On CentOS 7, the usual approach is to enable the ELRepo repository and then install the latest kernel package from there.
Upgrade the kernel in CentOS 7 to the latest version
The default CentOS 7 repositories do not provide the newest Linux kernel, so the first step is to install and enable ELRepo.
# rpm --import https://www.elrepo.org/RPM-GPG-KEY-elrepo.org
# rpm -Uvh http://www.elrepo.org/elrepo-release-7.0-2.el7.elrepo.noarch.rpm
After the repository is enabled, list the available kernel packages:
# yum --disablerepo="*" --enablerepo="elrepo-kernel" list available
Once you confirm that the newer kernel is available, install it:
# yum --enablerepo=elrepo-kernel install kernel-ml
Set GRUB to boot the newest kernel by default
After installation, the server must be rebooted before the new kernel can be used.
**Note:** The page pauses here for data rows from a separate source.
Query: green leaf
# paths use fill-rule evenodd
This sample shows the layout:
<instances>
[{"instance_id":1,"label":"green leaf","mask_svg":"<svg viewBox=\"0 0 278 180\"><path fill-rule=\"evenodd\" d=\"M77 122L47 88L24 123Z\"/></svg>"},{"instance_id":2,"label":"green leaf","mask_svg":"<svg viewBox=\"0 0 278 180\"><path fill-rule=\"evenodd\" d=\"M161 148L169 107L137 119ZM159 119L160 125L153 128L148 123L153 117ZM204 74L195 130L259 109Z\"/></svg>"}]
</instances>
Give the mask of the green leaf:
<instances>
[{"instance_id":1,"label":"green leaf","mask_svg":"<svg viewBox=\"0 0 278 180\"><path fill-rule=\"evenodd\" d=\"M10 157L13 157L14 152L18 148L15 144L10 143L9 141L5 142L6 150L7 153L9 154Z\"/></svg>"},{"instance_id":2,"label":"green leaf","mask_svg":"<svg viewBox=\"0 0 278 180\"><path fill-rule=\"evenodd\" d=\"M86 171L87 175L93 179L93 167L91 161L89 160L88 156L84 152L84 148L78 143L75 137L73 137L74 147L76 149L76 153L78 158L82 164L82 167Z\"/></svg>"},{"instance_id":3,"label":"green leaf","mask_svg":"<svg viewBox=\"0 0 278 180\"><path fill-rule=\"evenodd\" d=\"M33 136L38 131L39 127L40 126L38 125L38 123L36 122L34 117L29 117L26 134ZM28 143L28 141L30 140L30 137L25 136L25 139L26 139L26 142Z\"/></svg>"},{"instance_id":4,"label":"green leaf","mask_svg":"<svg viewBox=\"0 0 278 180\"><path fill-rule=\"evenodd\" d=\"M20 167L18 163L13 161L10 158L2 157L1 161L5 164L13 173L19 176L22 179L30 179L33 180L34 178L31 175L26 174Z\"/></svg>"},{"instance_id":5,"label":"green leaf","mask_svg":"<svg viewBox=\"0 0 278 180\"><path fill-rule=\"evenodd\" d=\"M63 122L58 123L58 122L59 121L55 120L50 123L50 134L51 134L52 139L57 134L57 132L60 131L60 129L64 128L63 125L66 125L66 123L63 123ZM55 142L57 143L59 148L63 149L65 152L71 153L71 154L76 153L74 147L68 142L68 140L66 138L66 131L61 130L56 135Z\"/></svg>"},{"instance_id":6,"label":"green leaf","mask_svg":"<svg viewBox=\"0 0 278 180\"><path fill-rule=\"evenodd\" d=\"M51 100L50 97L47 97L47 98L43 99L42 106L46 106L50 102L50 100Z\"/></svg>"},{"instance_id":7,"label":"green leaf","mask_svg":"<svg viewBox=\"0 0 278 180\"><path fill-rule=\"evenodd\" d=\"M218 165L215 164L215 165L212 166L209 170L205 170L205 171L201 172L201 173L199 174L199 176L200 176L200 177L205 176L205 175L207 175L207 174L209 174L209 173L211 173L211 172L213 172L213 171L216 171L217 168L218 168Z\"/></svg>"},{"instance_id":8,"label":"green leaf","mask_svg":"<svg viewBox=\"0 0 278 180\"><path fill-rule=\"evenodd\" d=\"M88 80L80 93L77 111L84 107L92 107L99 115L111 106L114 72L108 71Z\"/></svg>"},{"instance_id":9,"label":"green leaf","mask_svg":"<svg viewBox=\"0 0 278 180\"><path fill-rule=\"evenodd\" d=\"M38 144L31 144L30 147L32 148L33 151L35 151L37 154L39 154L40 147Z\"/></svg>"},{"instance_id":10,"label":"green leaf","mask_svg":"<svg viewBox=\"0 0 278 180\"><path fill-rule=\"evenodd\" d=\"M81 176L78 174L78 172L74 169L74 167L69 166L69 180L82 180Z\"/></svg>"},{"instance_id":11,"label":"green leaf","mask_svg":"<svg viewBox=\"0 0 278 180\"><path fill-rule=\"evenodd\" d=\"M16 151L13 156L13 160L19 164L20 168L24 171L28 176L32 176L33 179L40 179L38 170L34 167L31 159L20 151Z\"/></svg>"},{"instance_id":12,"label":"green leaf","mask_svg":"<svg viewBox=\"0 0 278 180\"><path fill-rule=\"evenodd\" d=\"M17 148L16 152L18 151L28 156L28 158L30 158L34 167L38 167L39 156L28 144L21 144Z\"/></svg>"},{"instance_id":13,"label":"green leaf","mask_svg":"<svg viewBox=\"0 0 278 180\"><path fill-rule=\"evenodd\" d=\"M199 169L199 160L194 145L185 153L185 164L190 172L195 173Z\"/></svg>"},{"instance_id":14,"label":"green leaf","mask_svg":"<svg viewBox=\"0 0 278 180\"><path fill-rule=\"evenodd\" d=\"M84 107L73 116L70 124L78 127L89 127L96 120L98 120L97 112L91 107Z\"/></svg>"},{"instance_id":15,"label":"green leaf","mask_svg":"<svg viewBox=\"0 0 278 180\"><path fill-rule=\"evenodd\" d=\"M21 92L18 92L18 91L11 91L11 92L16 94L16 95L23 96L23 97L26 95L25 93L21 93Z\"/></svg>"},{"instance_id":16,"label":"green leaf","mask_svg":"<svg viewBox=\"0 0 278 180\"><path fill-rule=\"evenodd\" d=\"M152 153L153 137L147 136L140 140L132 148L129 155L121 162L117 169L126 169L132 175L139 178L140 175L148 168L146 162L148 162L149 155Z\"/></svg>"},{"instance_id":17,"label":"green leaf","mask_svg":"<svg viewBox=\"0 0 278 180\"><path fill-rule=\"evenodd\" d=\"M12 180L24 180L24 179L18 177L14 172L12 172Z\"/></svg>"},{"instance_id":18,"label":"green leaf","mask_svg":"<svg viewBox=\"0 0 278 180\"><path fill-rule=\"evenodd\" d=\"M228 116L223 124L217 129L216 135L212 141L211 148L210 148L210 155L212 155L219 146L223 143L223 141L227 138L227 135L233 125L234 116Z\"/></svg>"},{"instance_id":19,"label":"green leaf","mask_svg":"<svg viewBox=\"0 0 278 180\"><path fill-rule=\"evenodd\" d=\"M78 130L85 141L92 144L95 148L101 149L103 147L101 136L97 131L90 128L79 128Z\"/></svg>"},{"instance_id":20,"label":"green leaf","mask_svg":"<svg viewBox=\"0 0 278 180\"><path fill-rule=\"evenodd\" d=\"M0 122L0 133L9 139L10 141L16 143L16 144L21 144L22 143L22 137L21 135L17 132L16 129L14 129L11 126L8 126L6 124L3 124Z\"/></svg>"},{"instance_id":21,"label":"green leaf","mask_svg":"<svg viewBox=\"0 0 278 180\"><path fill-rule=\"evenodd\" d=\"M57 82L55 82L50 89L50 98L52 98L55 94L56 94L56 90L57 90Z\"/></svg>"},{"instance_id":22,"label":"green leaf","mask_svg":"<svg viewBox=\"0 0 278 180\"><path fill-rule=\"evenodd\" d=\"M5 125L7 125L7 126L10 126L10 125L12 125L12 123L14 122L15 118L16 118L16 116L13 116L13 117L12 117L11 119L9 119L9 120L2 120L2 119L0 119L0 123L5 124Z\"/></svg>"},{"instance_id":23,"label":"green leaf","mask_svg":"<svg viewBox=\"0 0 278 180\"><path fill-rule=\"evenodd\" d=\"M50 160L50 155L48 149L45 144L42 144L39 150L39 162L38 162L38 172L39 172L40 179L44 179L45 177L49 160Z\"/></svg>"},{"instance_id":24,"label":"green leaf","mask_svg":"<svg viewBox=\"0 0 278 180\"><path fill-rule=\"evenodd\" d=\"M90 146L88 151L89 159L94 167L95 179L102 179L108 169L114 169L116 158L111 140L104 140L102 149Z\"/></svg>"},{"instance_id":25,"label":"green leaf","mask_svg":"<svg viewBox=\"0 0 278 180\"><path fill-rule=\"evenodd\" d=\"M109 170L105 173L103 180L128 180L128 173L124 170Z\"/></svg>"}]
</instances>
To avoid choosing it manually on every reboot, set it as the default boot entry.
Use the following command to make the first GRUB entry the default boot option:
grub2-set-default 0
Then confirm that the setting was saved correctly:
grub2-editenv list
Finally, rebuild the GRUB configuration file:
grub2-mkconfig -o /boot/grub2/grub.cfg
Reboot the server and verify which kernel is now running:
uname -sr
If the output shows the newer kernel you installed in the first step, the change worked.
A newer kernel can bring real benefits such as BBR support, newer hardware support, and newer virtualization features. Still, if you do not specifically need those improvements, the distribution’s default kernel is usually the safer choice on production servers.